Os ministros da Quarta Turma do Superior Tribunal de Justiça (STJ) acolheram recurso de um espólio para excluir da herança uma mulher que manteve relacionamento amoroso com o falecido ao longo de 17 anos, por concluir não ter sido comprovado que ela não soubesse que ele era casado durante todo esse período.
Segundo o relator do caso, ministro Luis Felipe Salomão, ‘não é crível que, após 17 anos de relacionamento, a autora da ação não soubesse que o falecido, além de casado, mantinha convívio com sua esposa, de quem não se achava separado de fato’.
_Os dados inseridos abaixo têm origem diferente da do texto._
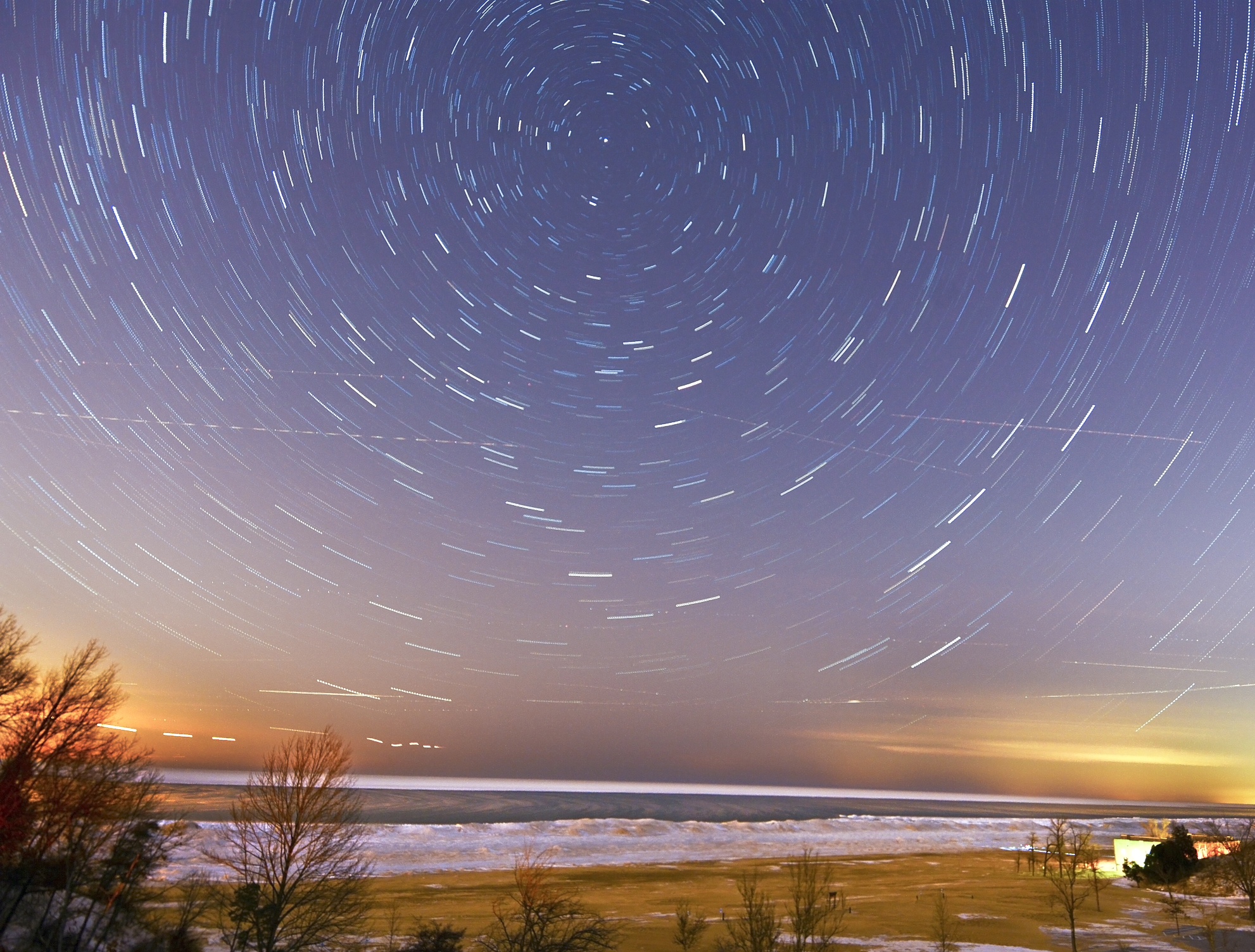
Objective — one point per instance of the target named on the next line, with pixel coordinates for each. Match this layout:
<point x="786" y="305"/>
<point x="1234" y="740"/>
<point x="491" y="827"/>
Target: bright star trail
<point x="623" y="389"/>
As informações foram divulgadas pelo STJ – o número deste processo não é divulgado por causa do segredo judicial.
Para o ministro, o ponto central da controvérsia está em definir se ocorreu concubinato de boa-fé – situação em que a mulher não saberia da real situação do parceiro.
“O deslinde da controvérsia posta nos autos, portanto, reclama tão somente a correta qualificação jurídica da convivência afetiva ostensiva, contínua e duradoura estabelecida com pessoa casada que não se encontrava separada de fato: concubinato ou união estável”, destacou o ministro.
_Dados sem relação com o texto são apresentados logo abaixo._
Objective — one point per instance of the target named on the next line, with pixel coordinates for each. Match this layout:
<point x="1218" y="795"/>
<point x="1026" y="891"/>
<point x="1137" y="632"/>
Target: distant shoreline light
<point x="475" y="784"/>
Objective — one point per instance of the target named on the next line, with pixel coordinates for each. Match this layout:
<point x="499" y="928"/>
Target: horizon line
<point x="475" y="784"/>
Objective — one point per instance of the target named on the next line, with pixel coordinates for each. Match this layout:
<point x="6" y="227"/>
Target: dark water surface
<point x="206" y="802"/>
O tribunal de origem manteve a sentença que julgou procedente a pretensão da mulher, considerando demonstrada a união estável putativa e determinando a partilha de 50% dos bens adquiridos durante a convivência, ressalvada a meação da viúva.
Porém, no STJ, em voto acompanhado de forma unânime pelo colegiado, o ministro Salomão afirmou que a mulher não conseguiu comprovar a ocorrência do concubinato de boa-fé, o qual, segundo doutrina, ‘poderia ensejar a aplicação analógica da norma do casamento putativo’.
Revaloração de fatos
Salomão observou que ‘toda a moldura fática que vincula o deslinde da controvérsia está transcrita no acórdão recorrido, inclusive com a reprodução de depoimentos e testemunhos, o que possibilita a sua revaloração pelo STJ a fim de lhe atribuir qualificação jurídica diversa, sem a necessidade do revolvimento do acervo probatório vedado pela Súmula 7‘.
Entre os fatos narrados no acórdão, o ministro citou que ambos trabalhavam na mesma repartição pública, e a mulher teria ouvido que ele era casado.
“Analisando o quadro fático perfeitamente delineado pelo tribunal de origem, considero que não se revela possível extrair a premissa de que a autora mantinha relação amorosa contínua e duradoura com o de cujus sem ter ciência de que ele era casado e não se achava separado de fato da esposa”, disse.
Exclusividade
Salomão sustentou que o sistema criado pelo legislador pressupõe a exclusividade de relacionamento sólido para a caracterização da união estável.
“Poder-se-ia dizer que o maior óbice ao reconhecimento de uma união estável entre pessoas sem qualquer parentesco seria a existência de casamento”, resumiu o ministro.
Ele citou precedentes do STJ que, por força do disposto no parágrafo 1º do artigo 1.723 do Código Civil, afirmam a impossibilidade de se reconhecer união estável de pessoa casada não separada de fato, o que demonstra a vedação à atribuição de efeitos jurídicos às relações afetivas paralelas, como a que ocorreu no caso analisado.